Szczęście jest reglamentowane - wywiad z Barbarą Kosmowską

"To mogła być przecież także moja historia" - z Barbarą Kosmowską, autorką powieści "Gorzko" rozmawia Ewa Jankowska.

Szczęście jest reglamentowane - wywiad z Barbarą KosmowskąŹródło:
dbyulev
dbyulev

"To mogła być przecież także moja historia" - z Barbarą Kosmowską, autorką powieści "Gorzko" rozmawia Ewa Jankowska.

Ewa Jankowska: Czy „Gorzko” nie jest nazbyt gorzkie?

Barbara Kosmowska: Dla wiecznych optymistów zapewne tak. Ale nauczona doświadczeniem, że nic nie jest wieczne, wybrałam „smak” życia bliższy mi niż słodycz. Prawdziwy i bez konserwantów.

Skąd pomysł na tę powieść? Czy historia wrażliwej dziewczyny z biednej rodziny, która wyjeżdża do miasta, by zmienić swój los, jest w jakiś sposób Pani bliska?

Tak. To mogła być przecież także moja historia.
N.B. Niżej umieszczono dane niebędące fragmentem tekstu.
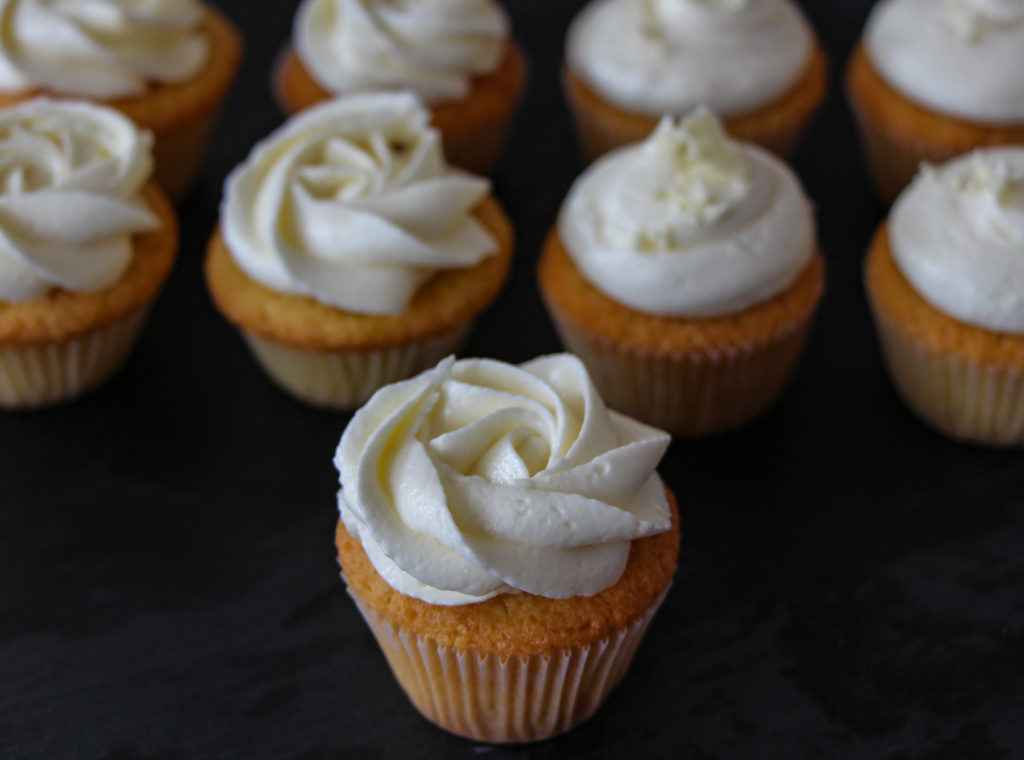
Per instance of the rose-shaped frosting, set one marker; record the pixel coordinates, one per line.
(431, 47)
(961, 57)
(351, 203)
(99, 48)
(479, 477)
(669, 56)
(688, 223)
(957, 236)
(70, 180)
Mam świadomość, że wprowadziłam do powieści wątek wręcz banalny, niemal „obowiązkowe CV” prowincjonalnych uciekinierów. Oczywiście celowo. W tamtych czasach wszyscy byliśmy biedni na ten szczególny, peerelowski sposób. Chciałoby się powiedzieć: jednakowi. Jeżeli cokolwiek nas różniło, to właśnie siła marzeń i wrażliwość. To historia zdecydowała, że mój pomysł na powieściową „emigrację zdolności” jest tak mało twórczy, nazbyt zwyczajny. Ale też ja zdecydowałam, że właśnie o tej zwyczajności chcę napisać. Innym językiem, rzecz jasna. Swoim.

dbyulev

Dlaczego na czas akcji wybrała Pani właśnie PRL? Czy życie głównej bohaterki odbija się w tej szarej rzeczywistości?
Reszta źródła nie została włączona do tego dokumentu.